# Computational fluid dynamics: steady 2D flow

1. Mar 10, 2015

### Feodalherren

1. The problem statement, all variables and given/known data

2. Relevant equations
CFD

3. The attempt at a solution
I'm a bit confused by this question.

So at first what I do for the problem on the left, I find the changes in the velocities in X and and Y on all four sides.

I notice that the values on the diagram to the left are higher on top than they are on the bottom, therefore I conclude that v must be "up".
I also notice that the values are higher on the right than they are on the left, therefore I conclude that u is to the right.

For the diagram on the right: I notice that bottom > top, therefore v is down.
Right > left, therefore u is to the right.

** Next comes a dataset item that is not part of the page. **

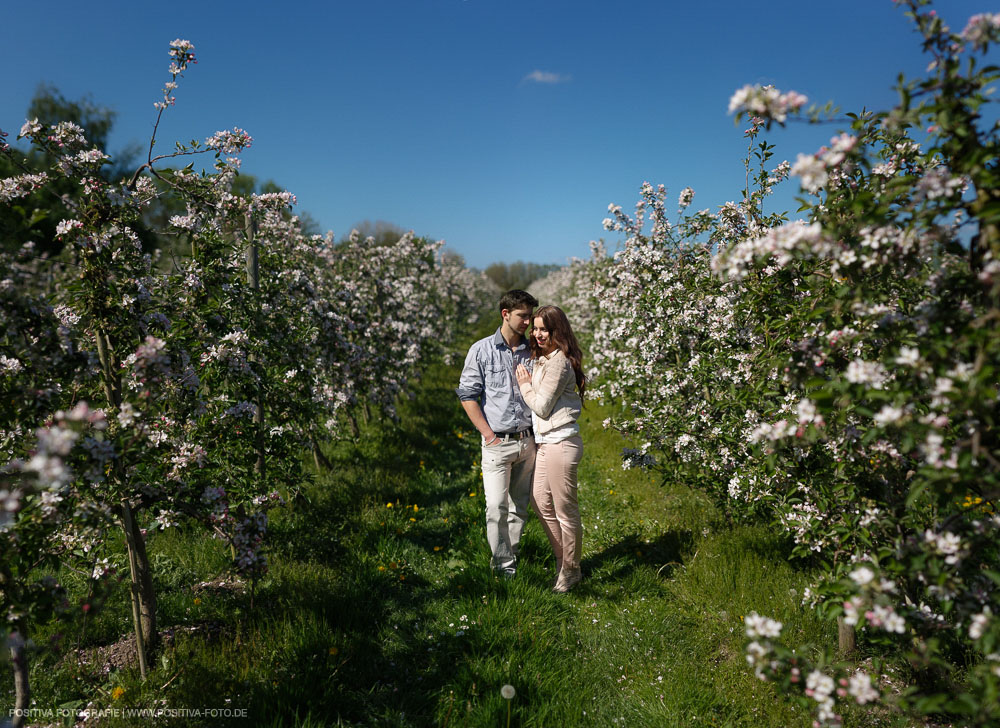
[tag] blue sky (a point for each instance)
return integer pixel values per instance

Are these assumptions correct?

After that it's a fairly simple problem but this first step has me confused as to what I'm supposed to be doing.

2. Mar 10, 2015

### Staff: Mentor

I think what they want you to do is to find the y velocity components at the centers of the horizontal faces, and the x velocity components at the centers of the vertical faces, and then average to get the velocity components at the center of the cell.

Chet

3. Mar 10, 2015

### Feodalherren

I don't understand. The solution says "Ψtop>Ψbottom, therefore U is to the right" and "Ψright>Ψleft therefore V is down".
This is completely counter intuitive and seems to be taken out of the thin air. What are they basing this on?

4. Mar 10, 2015

### Staff: Mentor

$$v_x=\frac{\partial \psi}{\partial y}$$
$$v_y=-\frac{\partial \psi}{\partial x}$$

5. Mar 10, 2015

### Feodalherren

That makes a million times more sense. Thanks.